Yesterday, accompanied by Mr and Mrs Banks, Mr Northey outlined the circumstances that led to her apparent death as people elsewhere celebrated the arrival of the new year.

"Daphne unfortunately suffers from epilepsy. As a result . . . she was not able to drive. Because of her increasing years she was no longer able to walk into Kimbolton, some distance from her home. As a result, she felt very lonely and isolated and started to suffer from depression. This sense of depression gradually built up and on New Year's Eve . . . She could not face going on. She took a large quantity of her epilepsy tablets and also some sleeping tablets which she kept in her dressing table. After taking the tablets she climbed into bed and just drifted off to sleep,"Mr Northey said.

"Her next recollection, a very vague recollection, was of seeing her daughter leaning over her for a few brief seconds. This would have been at about 8am on 2 January. She promptly went back to sleep but then drifted in and out of consciousness for the next couple of days. She does not have any real recollection at all of the days up to Friday 5 January."

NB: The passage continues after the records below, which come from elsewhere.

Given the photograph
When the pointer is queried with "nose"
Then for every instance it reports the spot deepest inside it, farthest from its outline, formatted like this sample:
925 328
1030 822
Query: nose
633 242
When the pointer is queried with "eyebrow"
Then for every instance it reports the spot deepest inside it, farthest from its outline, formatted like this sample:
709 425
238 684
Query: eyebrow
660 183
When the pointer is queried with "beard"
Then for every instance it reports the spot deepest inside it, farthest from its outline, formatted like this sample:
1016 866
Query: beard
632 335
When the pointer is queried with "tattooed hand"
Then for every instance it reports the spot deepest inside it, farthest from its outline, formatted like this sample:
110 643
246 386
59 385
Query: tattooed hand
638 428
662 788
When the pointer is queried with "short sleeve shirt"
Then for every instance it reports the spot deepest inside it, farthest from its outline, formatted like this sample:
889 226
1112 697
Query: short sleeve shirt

He said that last Friday doctors felt Mrs Banks had made such good progress they could tell her what had happened. But it did not sink in: the enormity of her brush with death was too much for her to comprehend.

Mr Banks, 69, a farmer and acquaintance of John Major, the local MP, wiped his eyes and looked stunned as the solicitor described the desperation felt by the woman he has been married to for 40 years. Dr Roberts, who is in his late thirties and has practised from a surgery in the nearby village of Great Staughton for about a year, will not face any legal or disciplinary action. Mr Northey said Mr and Mrs Banks had decided not to make any formal complaint to the family's health services authority, the General Medical Council or the health services ombudsman. "They have also decided that they do not intend to institute legal proceedings. Obviously the doctor in question made an error of judgement but luckily the error of judgement has not had fatal consequences.

"The family are just extremely grateful and relieved that Daphne is alive and making very good progress.

"Clearly the family are taking a magnanimous line in not wishing to pursue what was obviously an error of judgement or looking for any compensation or retribution."

Diana Jakubowska, head of communications for the Cambridge and Huntingdon Health Commission, said: "The commission has examined the information available . . . and has decided that on the basis of that information it would not be appropriate to take any further action at this time.

"The doctor concerned does not present a danger to his patients or the public. Our confidence in his continued future performance has not been diminished by our inquiries."

Dr Roberts was not at home or at his surgery yesterday. A spokeswoman for the practice said: "He will not be making any comment at all."